An estimated 3.6 million Malaysians are suffering from diabetes and an alarming seven million adults, are estimated to be affected by diabetes in Malaysia by 2025. According to the Ministry of Health, this is the highest rate of incidence in Asia and one of the highest in the world.
This is a worrying trend that will see a diabetes prevalence rate of 31.3 per cent for adults aged 18 and above.
The impact of diabetes on society is substantial as it can impose a large economic burden on people with diabetes and their families in terms of sky-high medical bills and loss of family income associated with disability and premature death.
In line with this important issue, Cyberjaya University College of Medical Sciences (CUCMS) in collaboration with the Faculty of Allied Health Sciences, organized a 2-day workshop focusing on the physiotherapy management of orthopaedic complications of diabetic patients
The workshop featured an expert in the field of Physiotherapy from India, Mr Venkatakannan. He is a senior physiotherapist with more than 20 years of experience in the field of Physical Rehabilitation and Research. He is currently serving in the International Committee of Red Cross (ICRC) for more than 12 years and he has served in various countries like Sri Lanka, Ethiopia, South Sudan, Laos, Cambodia and Iraq as a rehab advisor, rehab manager, physical rehabilitation clinical coordinator and senior physiotherapist.

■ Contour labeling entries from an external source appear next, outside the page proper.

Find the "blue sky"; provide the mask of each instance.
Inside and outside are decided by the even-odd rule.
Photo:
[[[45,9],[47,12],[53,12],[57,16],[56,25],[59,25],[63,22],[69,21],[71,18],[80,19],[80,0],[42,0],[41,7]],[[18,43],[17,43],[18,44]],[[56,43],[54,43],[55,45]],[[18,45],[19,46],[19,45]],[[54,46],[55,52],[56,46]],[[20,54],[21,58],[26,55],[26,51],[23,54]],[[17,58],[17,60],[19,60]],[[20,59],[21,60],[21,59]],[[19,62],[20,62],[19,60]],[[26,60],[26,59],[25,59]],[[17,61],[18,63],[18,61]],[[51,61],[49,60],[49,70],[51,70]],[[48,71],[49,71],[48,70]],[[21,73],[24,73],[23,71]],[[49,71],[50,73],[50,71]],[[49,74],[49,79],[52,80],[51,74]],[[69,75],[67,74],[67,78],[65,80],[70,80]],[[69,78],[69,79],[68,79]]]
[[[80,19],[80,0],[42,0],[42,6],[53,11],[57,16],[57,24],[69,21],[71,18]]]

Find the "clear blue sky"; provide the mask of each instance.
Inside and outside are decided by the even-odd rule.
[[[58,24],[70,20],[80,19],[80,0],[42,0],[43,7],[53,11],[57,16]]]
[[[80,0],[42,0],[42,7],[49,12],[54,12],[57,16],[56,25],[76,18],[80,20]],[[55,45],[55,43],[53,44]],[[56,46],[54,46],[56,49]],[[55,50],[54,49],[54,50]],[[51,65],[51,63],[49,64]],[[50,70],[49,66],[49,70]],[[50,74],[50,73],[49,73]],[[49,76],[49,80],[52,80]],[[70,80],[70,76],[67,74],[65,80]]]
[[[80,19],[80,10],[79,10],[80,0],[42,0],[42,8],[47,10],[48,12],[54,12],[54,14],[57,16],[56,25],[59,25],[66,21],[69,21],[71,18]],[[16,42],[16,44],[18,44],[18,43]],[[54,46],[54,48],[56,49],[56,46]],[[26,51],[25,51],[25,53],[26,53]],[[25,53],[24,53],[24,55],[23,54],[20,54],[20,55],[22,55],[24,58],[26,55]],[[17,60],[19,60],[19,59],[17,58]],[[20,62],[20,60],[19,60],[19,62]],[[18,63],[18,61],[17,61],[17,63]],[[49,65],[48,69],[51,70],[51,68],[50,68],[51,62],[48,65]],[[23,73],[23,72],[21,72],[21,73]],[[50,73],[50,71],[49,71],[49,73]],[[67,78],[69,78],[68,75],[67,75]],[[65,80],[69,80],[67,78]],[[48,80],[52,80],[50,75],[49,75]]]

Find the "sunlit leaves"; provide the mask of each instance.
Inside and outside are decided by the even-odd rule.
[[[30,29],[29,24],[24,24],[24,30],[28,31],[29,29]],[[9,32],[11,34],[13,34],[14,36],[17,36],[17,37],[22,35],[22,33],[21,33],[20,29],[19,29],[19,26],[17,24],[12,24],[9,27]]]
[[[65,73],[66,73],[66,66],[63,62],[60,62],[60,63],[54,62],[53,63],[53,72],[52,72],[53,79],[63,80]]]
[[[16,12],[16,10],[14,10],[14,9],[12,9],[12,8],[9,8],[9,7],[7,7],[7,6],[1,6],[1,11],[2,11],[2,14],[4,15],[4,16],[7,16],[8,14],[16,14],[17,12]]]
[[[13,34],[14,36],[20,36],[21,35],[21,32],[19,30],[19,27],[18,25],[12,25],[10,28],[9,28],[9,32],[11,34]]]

20 participants comprising of students and practising physiotherapists from all walks of life, were exposed to methods in correctly assessing and evaluating a diabetic patient for vascular, neurologic and orthopaedic complications. Mr Venkatakannan also demonstrated hands-on manual techniques to manage peripheral joint dysfunctions.

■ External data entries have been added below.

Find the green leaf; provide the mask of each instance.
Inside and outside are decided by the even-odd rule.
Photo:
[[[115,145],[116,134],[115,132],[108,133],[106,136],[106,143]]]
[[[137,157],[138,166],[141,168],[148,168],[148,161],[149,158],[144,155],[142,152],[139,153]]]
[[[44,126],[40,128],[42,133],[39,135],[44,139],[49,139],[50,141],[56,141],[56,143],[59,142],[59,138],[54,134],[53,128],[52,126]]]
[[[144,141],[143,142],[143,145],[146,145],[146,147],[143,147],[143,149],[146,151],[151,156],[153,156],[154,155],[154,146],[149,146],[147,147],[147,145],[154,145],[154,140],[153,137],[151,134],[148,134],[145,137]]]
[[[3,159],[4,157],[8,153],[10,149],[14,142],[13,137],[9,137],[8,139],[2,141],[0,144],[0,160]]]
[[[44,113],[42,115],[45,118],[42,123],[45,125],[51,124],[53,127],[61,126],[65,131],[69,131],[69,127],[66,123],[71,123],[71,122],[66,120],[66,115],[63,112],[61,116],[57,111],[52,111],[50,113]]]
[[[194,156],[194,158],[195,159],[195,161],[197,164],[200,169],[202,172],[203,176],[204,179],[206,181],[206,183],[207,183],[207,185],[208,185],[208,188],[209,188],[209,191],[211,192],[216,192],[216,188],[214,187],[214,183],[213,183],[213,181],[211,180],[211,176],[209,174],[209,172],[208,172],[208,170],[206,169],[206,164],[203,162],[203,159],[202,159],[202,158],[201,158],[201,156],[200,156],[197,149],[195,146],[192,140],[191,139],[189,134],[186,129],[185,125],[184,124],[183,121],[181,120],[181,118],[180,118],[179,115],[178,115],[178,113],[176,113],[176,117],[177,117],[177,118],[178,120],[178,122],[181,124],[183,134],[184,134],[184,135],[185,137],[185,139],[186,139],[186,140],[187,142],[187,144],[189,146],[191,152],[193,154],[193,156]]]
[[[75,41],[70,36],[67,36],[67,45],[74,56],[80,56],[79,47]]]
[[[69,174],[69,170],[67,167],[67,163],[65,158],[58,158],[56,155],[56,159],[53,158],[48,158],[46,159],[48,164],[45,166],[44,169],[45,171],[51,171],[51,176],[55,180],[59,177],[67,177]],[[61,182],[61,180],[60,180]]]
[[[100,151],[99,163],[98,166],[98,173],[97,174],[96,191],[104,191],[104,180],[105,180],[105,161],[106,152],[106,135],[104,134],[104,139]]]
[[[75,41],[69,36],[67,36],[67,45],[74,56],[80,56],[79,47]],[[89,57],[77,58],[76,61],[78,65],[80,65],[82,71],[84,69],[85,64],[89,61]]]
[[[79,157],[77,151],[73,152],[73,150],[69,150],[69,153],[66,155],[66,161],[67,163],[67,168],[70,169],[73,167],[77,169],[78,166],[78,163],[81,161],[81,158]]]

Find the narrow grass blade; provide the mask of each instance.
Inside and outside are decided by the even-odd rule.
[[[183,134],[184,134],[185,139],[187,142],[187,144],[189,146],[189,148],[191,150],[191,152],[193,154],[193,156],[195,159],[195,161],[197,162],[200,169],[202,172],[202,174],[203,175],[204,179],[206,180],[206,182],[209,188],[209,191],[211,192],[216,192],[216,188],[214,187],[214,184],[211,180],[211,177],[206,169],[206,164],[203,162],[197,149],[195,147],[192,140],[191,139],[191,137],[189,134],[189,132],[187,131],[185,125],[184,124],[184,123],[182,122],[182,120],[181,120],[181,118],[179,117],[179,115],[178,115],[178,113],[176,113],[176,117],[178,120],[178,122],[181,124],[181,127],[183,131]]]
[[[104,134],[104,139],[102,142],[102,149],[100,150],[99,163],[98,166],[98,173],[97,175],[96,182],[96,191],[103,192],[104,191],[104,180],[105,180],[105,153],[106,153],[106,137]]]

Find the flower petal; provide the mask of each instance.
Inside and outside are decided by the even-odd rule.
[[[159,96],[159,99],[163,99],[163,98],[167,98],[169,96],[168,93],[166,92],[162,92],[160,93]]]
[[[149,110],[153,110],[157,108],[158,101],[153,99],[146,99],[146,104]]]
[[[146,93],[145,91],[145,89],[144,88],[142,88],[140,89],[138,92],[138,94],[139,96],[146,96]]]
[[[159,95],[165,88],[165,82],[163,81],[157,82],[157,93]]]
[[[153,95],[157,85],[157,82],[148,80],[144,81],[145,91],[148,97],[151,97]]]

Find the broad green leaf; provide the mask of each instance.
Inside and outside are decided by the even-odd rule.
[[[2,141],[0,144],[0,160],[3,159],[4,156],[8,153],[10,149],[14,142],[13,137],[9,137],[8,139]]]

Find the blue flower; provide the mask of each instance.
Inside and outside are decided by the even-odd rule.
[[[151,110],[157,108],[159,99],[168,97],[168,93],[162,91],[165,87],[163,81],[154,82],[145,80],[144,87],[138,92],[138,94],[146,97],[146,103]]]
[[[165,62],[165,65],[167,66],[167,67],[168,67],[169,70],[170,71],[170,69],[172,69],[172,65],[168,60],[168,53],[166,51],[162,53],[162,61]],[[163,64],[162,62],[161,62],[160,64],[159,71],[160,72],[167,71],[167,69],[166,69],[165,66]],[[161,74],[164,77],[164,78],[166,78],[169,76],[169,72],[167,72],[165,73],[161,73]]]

Contrary to popular belief, Physiotherapy is not only to strengthen weak muscles after an injury or surgery. It is a useful tool in the battle against diabetes for a number of reasons.
Firstly, it allows the patient to achieve a healthy weight. Being obese or overweight is a major risk factor for diabetes. Exercising with a physiotherapist can help reduce the risk of further complications in other areas, as well as improve the overall quality of life for the patient. The prescribed exercises can help to lower blood glucose levels.
Furthermore, a common symptom amongst diabetics is fatigue, so many people may gradually become more sedentary and put themselves at risk of gaining weight. Working closely with a physiotherapist can help to control this and patients can be on a steady path to recovery.
Although there is no cure for diabetes, but many of its symptoms are physical. Physiotherapy can help not only to relieve these symptoms but also to improve a person’s condition and quality of life overall.
CUCMS believes in organizing such workshops and training will produce graduates and health science professional who are competent and are up to date with all the new medical advancements in the world today. In line with the mission of CUCMS, the University believes that each student must be equipped with industry requirements in order to be highly employable.